There are many that use the ichimoku as a standalone, because it is really 5 indicators in one, thus one look (ichimoku). I'm not that way. I use my proprietary set of S&R's, the stochastics that I use mainly as a momentum indicator, and TL's. If a market has been wrestling with the idea of breaking through the cloud, and the stochastics is indicating strong momentum, and there was an hourly close on the other side of my weekly S or R, then that is a strong indication we would get a break into the cloud. If it is a thin cloud, then it could break through the other side.
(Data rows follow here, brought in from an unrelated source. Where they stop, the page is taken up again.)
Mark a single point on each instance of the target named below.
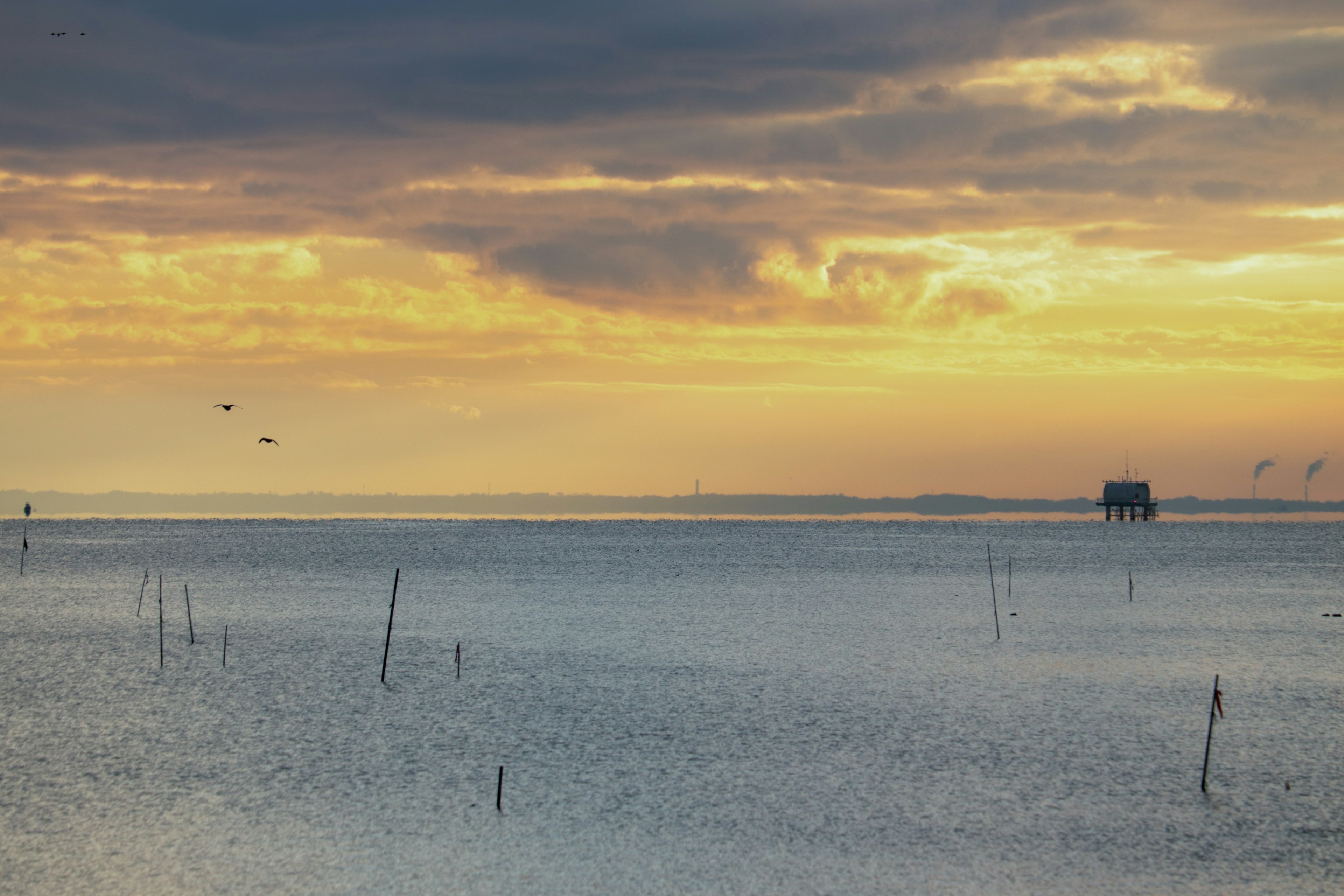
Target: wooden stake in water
(160, 622)
(995, 597)
(390, 612)
(1216, 705)
(191, 629)
(143, 583)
If it is a strong move, then there will probably be a retracement back to the cloud, as it will act as support.
I don't know what the problem is in bring up my charts. They are posted on my blog, but I am not allowed to post it in an open forum, and I understand the moderators' reasons for that.
You do have the right idea in using a straight rigid line as containment S or R.If price seeks too far below that line, or rises to high above it, then you can expect a gravitational pull back to it, as it represents market equilibrium.
Another thing I do is watch the different time frames. If I am expecting a pullback on the daily, but the weekly is indicating the opposite, then ichimoku is saying, "Be careful." Take your position, but don't be too comfortable. I had a short on the EUR/USD because of what I was seeing on the 4-hour and daily charts, but the weekly was saying we are still headed up. I jumped out of the short for about 110 pips, and then reversed direction on it, and it all worked out. Oh yeah, LOL, I reversed direction again, so you might need a road map to keep up. I hope that clears it up a little. Feel free to comment more. You'd be surprised. By talking about the methodology, I benefit too, because it helps in further ensconcing the principles. I'm a very confident trader, but still humbled at what there is to learn. My desire is always, that the benefit is mutual.
Greetings and thanks for your postings. I am also using the ichimoku cloud but rather new to this methodology. If you feel comfortable, can you describe the parameters you use and how you use the cloud formation in your trading. Since the cloud is formed 26 periods out, I have been using the already formed Kijun line (when it flattens) to project future price levels. It has some merit but certainly a work in progress. I look forward to hearing from you. BTW, I was unable to open the attachments on all your postings - the error message stated something about an invalid postings.